TENNIS AUSTRALIAN OPEN:LI NA, the 28-year-old from Hubei province in the middle of China is two matches from expanding her profile beyond her fondest dreams in the final of the Australian Open.
If she can win this title, it will be China’s first in a grand slam. Yesterday she moved closer to the prize, beating Germany’s Andrea Petkovic in straight sets in 144 minutes.
Now she looks to Caroline Wozniacki, the world number one, in the semi-finals on Friday. Wozniacki has issues of her own: she is the world’s best player without a major to her name. Vindication here would silence a lot of critics. For much of this week, Wozniacki has embarked on a charm offensive with the media.
To some extent, it has worked. She was not brilliantly funny in the press conference she hijacked, and her kangaroo joke backfired spectacularly, but she has a bank of goodwill that will take some time to exhaust.
If Li, a one-time badminton hopeful whose coaches persuaded her to switch to tennis, is to be remembered for her part in China’s development, she will have to get past Wozniacki. Only then will she be on the way to validating the system that made her and highlighting its misgivings.
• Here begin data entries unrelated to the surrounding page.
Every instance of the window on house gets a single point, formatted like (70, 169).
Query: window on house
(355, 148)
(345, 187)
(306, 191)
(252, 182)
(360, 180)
She has got this far in her career with serious financial backing as a junior but she has blossomed since, free of the shackles of her mentors. It is a mutually acceptable stand-off between state and individual. Li abandoned the state sponsorship of her communist country principally to ensure she could choose her own coach – her husband – and the venues at which she wanted to compete. She has done that to near perfection.
Out on her own here in the Melbourne sunshine she beat Petkovic with startling ease. She might be about to fulfil her promise. Hardcore fans have tracked her progress. Others will wonder whence she came. “I was at university, 2002 to 2004,” she said. “Those were two years I didn’t play tennis because I was thinking about my low ranking, always, like, around 120. But I never have a chance to play big tournaments, always play challenge.
“So I feel, okay, I should give up. I couldn’t find anything positive. I went to university for two years and for two years I wanted to come back to tennis. This is my life. I couldn’t do what other people do, as well as people after university looking for some job. But, after two years, I was feeling okay. I’m grown up, I should stand up to try my best.”
She revealed her mother has never seen her play. “If I win, and my (mother) talks, she wins too. Then she can start the video . . . I just got a text message from uncle, my mum, brother: ‘Everyone says good job.’ I say, where is my mum? Oh, she’s somewhere else. You need to stay focused. Sometimes that’s what’s going to happen.”
Wozniacki is an altogether different story. She is richly endorsed, guaranteed wealth beyond her dreams and utterly humble. When she skated past the Italian veteran Francesca Schiavone, she might have played her toughest match of the tournament, or maybe even her career.
She came from a set and 3-1 down to go through in three sets. “It was very difficult. Francesca was playing well. It was tough for me to get the right rhythm. I don’t mind playing three-setters in general. I feel in good shape and I can keep playing out there. So I was just trying to stay in the match. She still hadn’t won it. When I went to the third set, I was really pumped and ready to go out there and fight until the last ball.”
She did not need to do that exactly, as Schiavone ran out of legs. She had, after all, taken part in the longest women’s game in slams only 48 hours before – even if she was not complaining.
Schiavone took her licks with all the equanimity she accepted the plaudits of sport’s fickle constituency. When asked if she worried about reclaiming the number one ranking in women’s tennis, she was suitably flippant. “I don’t think about the rankings. I just want to try to win every match I’m playing, and then we’ll see what happens. If I’m number one, it’s fantastic.”
A thorny issue that has been raised again in this tournament is that of coaching from the sidelines. “I like it,” Wozniacki said. “I think it’s a good thing. It makes it more interesting. I think that the crowd likes it more also that they hear it at home, what we talk about. ”
Li will do well to beat Wozniacki, with or without courtside coaching. But she has wondrous footwork and a hunger for work on the court that is frightening.
This might be a match too far for Wozniacki, who looks to be physically fading. And that is no wonder, given she had to stretch herself to the limit against the grand lady of her sport.